Risks are sort of terrifying.
A few nights ago, I went out for drinks with a college friend who is about to jet off to Argentina to teach English for 8 months. She’s the type who’s traveled all over–by herself! She absolutely loves to travel, having already gone to South America several times. It’s stuff like this that makes me envious of people and their risk-taking ways.
My friend and I have very similar personalities. We’re both emotional and somewhat reserved, but are generally in good spirits. I mentioned to her that I wish I was better at taking risks. This is one of my greatest weaknesses, and it always has been.
Then she told me that when she travels for long periods of time, the transition is difficult. She always cries and has a period of adjustment. It’s easy to assume, at least for me, that the people who are out there doing the cool stuff and racking up these awesome life experiences are able to breeze through these decisions and through every step of the process. That they easily go with the flow of everything that comes their way. And perhaps this is sometimes true. But it’s important to remember that everyone has reservations about new experiences, and that doesn’t mean we shouldn’t try our hardest to make them happen.
Adulthood is all about taking risks, and I really ought to take more of them.
“Things change. And friends leave. Life doesn’t stop for anybody.” – Stephen Chbosky, The Perks of Being a Wallflower
This quote is especially relevant when you reach your early 20s. It’s a time of instability. It’s a time of moving and growing and giving in and letting go. It’s a time when it’s not just you who’s doing this. All of your friends are, too. The people you went to college with are discovering what makes them happy and, hopefully, are getting out there and doing what they love.
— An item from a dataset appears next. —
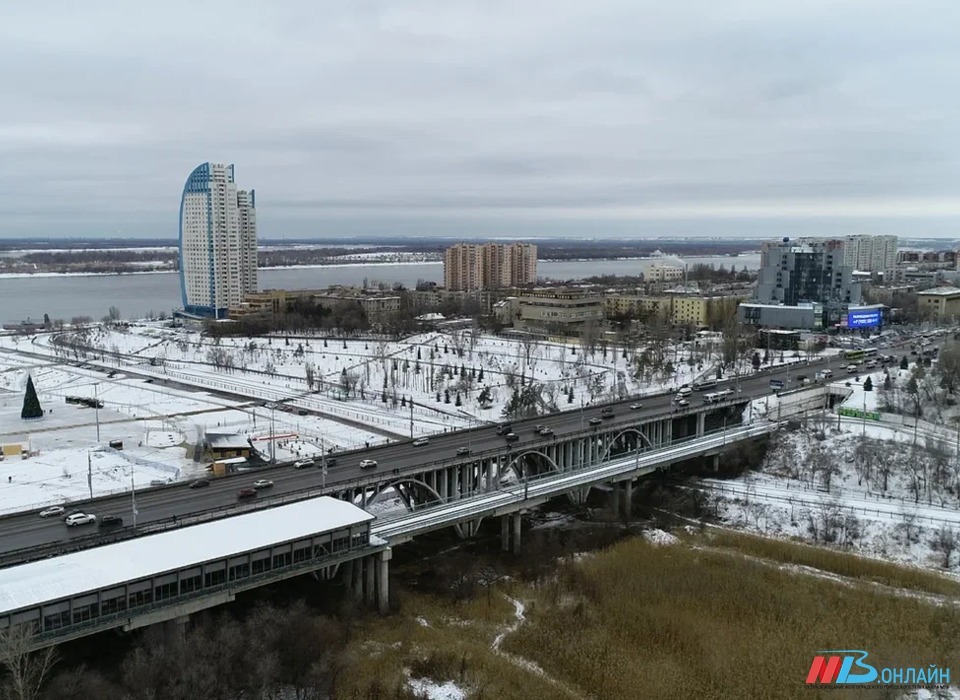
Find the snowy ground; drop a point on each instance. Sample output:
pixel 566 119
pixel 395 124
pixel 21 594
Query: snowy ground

It’s easy to feel sad about all these changes. I’d say that I’m naturally resistant to change. I enjoy the idea of it, but not the actual process. When the moment of change approaches, panic and fear set in. I cling onto what is familiar until I have to let go. It isn’t all at once, though. Pieces of my life change until it feels so much different than before.
But it’s just something everyone has to deal with, and I’d better get used to it.
No one really prepares you for the weirdness of finally leaving the world of academia. I’m sure it will feel even weirder once the spring semester starts at my alma mater. When I see pictures of people who are still there, I don’t know how I’ll feel. I might miss it. I’ll miss parts of it, there’s no doubt about that. But the constant feeling of being behind? Having a long list of assignments hanging over my head? Not so much.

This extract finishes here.